Second, the information from different studies could not be combined because not all facts were available. Third, the brain tests used in these studies were very different and varied in how good they were. Studies also differed in how much they thought about people getting better at tests just by doing them more often.

Finally, there is a chance of 'publication bias' because only studies that were published were included. However, this risk is probably small because the things looked at were often not the main focus of the studies. This led to many studies finding no link, for example, between how much alcohol was used and brain healing.

Conclusion

Even with these limits, this is the first review to clearly show the things that might affect brain healing in people who stopped drinking alcohol. The clearest findings are that smoking is mostly bad for brain healing. Also, changes in the size of different brain parts (like the hippocampus or fluid spaces) are linked to brain healing.

There is enough proof that brain healing is not linked to how much alcohol someone said they drank, or to how much schooling someone had.
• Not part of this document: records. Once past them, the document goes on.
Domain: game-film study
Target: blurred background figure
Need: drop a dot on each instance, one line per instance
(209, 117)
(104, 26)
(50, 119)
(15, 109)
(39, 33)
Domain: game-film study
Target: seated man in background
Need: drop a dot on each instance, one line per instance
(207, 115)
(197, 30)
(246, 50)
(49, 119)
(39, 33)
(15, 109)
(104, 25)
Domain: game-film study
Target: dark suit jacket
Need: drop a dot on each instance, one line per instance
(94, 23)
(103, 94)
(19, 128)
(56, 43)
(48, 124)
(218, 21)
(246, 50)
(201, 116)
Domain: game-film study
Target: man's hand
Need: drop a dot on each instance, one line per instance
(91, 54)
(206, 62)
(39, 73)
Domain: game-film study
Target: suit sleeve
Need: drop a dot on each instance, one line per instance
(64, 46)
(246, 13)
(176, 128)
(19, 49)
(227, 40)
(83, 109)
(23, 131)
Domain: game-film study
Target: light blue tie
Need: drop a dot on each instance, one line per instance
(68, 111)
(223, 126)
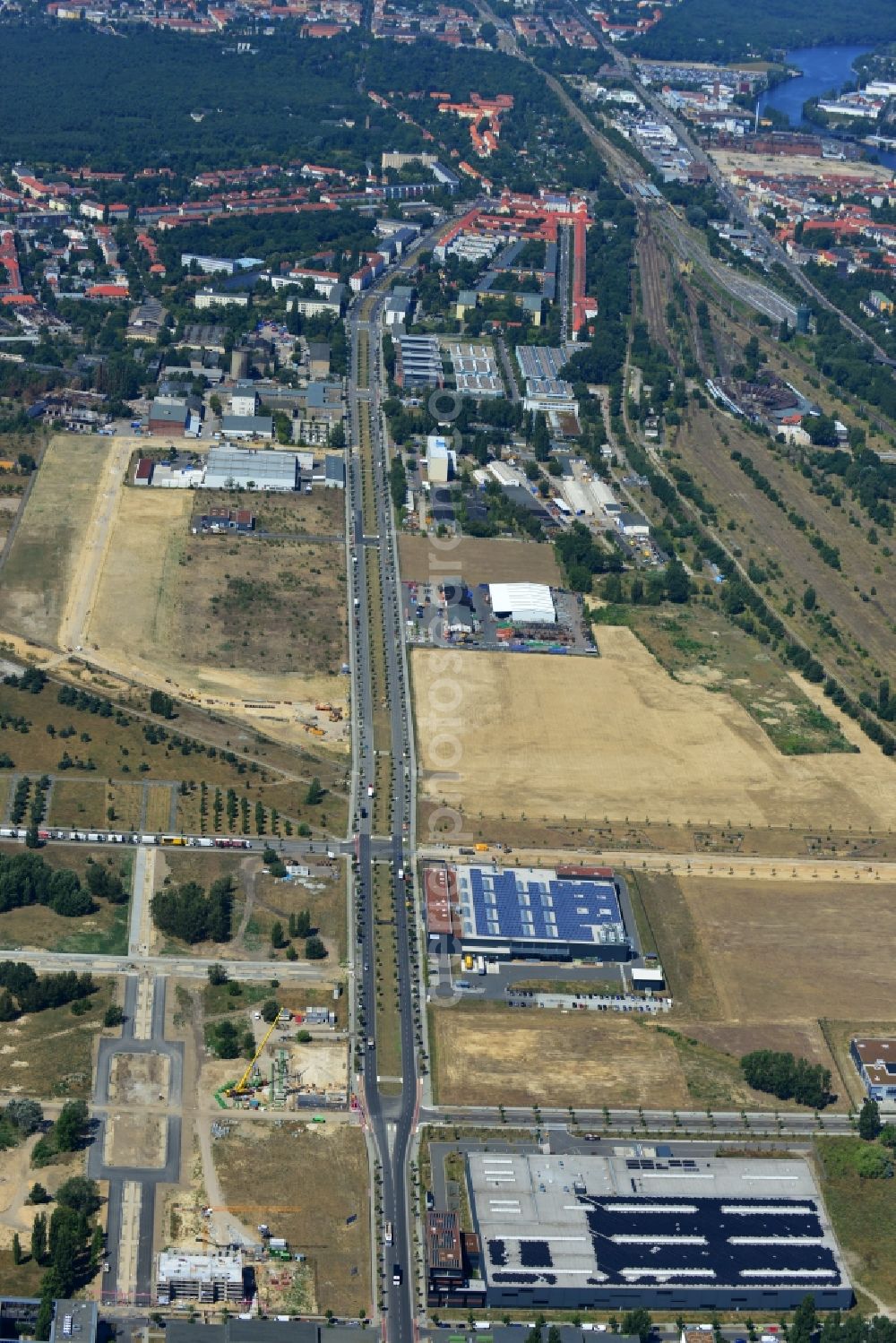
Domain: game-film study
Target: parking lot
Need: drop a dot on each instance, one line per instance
(454, 613)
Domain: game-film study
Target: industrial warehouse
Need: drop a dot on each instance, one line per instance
(527, 914)
(680, 1233)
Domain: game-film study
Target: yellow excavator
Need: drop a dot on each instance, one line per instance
(242, 1087)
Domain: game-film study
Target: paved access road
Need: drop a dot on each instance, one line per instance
(625, 1123)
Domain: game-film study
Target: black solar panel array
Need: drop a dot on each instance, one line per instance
(659, 1252)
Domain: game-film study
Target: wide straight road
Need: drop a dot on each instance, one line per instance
(371, 532)
(633, 1124)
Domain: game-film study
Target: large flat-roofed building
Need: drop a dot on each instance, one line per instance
(199, 1278)
(247, 426)
(876, 1063)
(536, 914)
(525, 603)
(675, 1233)
(260, 469)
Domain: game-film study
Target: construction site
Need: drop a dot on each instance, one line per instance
(289, 1073)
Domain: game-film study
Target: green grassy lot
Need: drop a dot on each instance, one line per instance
(389, 1038)
(53, 1050)
(124, 758)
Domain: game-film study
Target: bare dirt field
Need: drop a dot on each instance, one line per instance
(616, 736)
(312, 1186)
(51, 535)
(477, 560)
(50, 1053)
(134, 1139)
(16, 1178)
(139, 1079)
(493, 1055)
(793, 952)
(250, 626)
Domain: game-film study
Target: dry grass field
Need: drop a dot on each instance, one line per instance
(790, 952)
(51, 536)
(614, 736)
(426, 559)
(493, 1055)
(319, 1176)
(246, 624)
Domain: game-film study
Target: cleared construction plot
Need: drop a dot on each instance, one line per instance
(134, 1139)
(493, 1055)
(245, 624)
(50, 1053)
(53, 535)
(540, 736)
(427, 559)
(785, 952)
(311, 1184)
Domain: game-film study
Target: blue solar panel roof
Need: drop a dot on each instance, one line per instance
(525, 904)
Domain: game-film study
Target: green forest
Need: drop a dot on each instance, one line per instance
(721, 30)
(163, 99)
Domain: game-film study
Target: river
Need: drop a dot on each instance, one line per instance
(823, 69)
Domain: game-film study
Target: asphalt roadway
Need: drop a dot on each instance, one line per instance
(118, 1175)
(390, 1117)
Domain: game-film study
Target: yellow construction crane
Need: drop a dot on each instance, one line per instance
(241, 1088)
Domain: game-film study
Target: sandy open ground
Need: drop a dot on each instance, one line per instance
(493, 1055)
(477, 560)
(56, 525)
(134, 1139)
(796, 951)
(586, 737)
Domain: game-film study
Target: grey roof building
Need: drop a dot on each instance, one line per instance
(260, 469)
(661, 1229)
(247, 426)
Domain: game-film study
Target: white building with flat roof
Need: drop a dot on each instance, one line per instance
(199, 1278)
(525, 603)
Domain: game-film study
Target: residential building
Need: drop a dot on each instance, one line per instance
(261, 469)
(335, 473)
(876, 1063)
(199, 1278)
(210, 298)
(247, 426)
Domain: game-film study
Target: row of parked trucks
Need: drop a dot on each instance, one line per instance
(110, 837)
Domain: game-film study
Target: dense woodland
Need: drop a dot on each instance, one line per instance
(718, 30)
(121, 102)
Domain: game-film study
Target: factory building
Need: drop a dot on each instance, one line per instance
(419, 361)
(522, 603)
(260, 469)
(662, 1230)
(247, 426)
(530, 914)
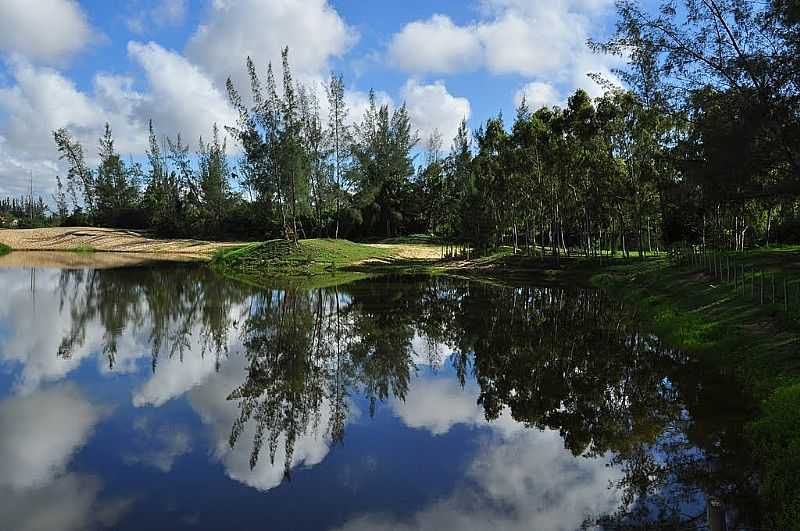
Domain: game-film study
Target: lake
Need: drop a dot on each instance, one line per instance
(166, 397)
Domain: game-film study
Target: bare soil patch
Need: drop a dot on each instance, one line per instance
(106, 240)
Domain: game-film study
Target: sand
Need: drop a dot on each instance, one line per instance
(106, 240)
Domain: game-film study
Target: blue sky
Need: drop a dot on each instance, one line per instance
(78, 64)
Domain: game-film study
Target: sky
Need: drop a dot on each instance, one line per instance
(80, 64)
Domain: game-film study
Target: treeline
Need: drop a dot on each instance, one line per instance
(24, 212)
(704, 147)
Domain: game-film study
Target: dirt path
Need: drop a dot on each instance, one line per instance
(104, 240)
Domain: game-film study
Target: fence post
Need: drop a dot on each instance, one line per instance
(728, 268)
(773, 287)
(785, 295)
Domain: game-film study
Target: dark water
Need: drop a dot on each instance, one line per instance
(168, 398)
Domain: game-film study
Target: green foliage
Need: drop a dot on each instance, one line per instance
(751, 340)
(283, 258)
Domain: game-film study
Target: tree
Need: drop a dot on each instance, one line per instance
(214, 186)
(338, 135)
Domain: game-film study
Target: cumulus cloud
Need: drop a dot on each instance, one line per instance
(432, 107)
(182, 97)
(538, 95)
(312, 29)
(530, 38)
(527, 482)
(454, 48)
(47, 30)
(41, 432)
(164, 13)
(209, 400)
(71, 502)
(39, 435)
(158, 446)
(438, 404)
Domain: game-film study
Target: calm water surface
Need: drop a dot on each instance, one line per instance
(165, 397)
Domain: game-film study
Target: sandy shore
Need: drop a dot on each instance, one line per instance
(105, 240)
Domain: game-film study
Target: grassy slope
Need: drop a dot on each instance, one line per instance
(684, 306)
(312, 263)
(759, 343)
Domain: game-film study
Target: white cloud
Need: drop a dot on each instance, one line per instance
(209, 400)
(47, 30)
(39, 435)
(41, 432)
(312, 29)
(544, 39)
(159, 446)
(169, 11)
(538, 95)
(181, 97)
(432, 107)
(438, 404)
(42, 100)
(448, 48)
(165, 13)
(68, 503)
(527, 482)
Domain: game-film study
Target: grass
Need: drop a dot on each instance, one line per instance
(759, 343)
(682, 305)
(277, 259)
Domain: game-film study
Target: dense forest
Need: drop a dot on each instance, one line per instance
(702, 146)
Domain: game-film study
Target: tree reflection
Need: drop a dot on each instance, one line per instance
(574, 361)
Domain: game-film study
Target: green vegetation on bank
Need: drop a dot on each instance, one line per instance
(282, 258)
(758, 343)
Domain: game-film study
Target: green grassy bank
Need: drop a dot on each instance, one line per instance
(758, 343)
(276, 260)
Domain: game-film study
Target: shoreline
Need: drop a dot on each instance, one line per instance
(758, 344)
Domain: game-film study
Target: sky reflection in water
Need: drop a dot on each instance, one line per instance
(168, 398)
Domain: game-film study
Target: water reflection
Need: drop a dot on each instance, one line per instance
(558, 383)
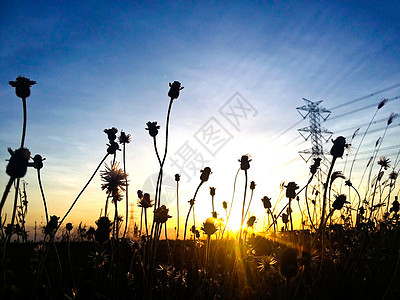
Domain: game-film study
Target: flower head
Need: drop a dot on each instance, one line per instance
(251, 221)
(38, 161)
(145, 201)
(212, 191)
(22, 86)
(209, 227)
(252, 185)
(111, 133)
(114, 181)
(161, 214)
(18, 164)
(266, 202)
(245, 162)
(339, 202)
(384, 162)
(124, 138)
(205, 174)
(291, 190)
(339, 144)
(174, 90)
(152, 127)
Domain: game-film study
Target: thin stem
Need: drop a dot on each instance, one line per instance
(43, 197)
(83, 189)
(24, 122)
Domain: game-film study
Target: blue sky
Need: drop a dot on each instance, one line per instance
(100, 64)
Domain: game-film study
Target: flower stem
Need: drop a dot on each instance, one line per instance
(80, 193)
(43, 197)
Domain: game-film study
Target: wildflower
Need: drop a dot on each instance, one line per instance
(266, 202)
(339, 144)
(112, 147)
(384, 162)
(314, 167)
(174, 90)
(209, 227)
(291, 190)
(212, 191)
(22, 86)
(161, 214)
(38, 161)
(103, 229)
(205, 174)
(252, 185)
(245, 162)
(393, 175)
(337, 174)
(111, 133)
(266, 264)
(251, 221)
(339, 202)
(18, 164)
(395, 206)
(392, 117)
(382, 103)
(289, 266)
(225, 205)
(114, 181)
(152, 127)
(145, 201)
(124, 138)
(285, 218)
(68, 227)
(51, 225)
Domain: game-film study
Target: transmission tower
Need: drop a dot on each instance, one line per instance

More research is needed on many factors. These include using many substances, number of past detoxes, family history, gender, sadness, ASPD, reading skills, blood results, starting brain function, health problems, and blood flow. These have not been studied enough over time or show mixed results (like age).

It is best to use studies that follow people over time, with many tests, starting at least two weeks after they stop drinking. This is because withdrawal can affect brain test results. Results from such studies can help clear up confusing findings about brain healing. They can also help us better understand how much the brain heals in people with AUD. In the end, this will help doctors find people who might heal slower or not as much. This can lead to better, more personal care for each patient.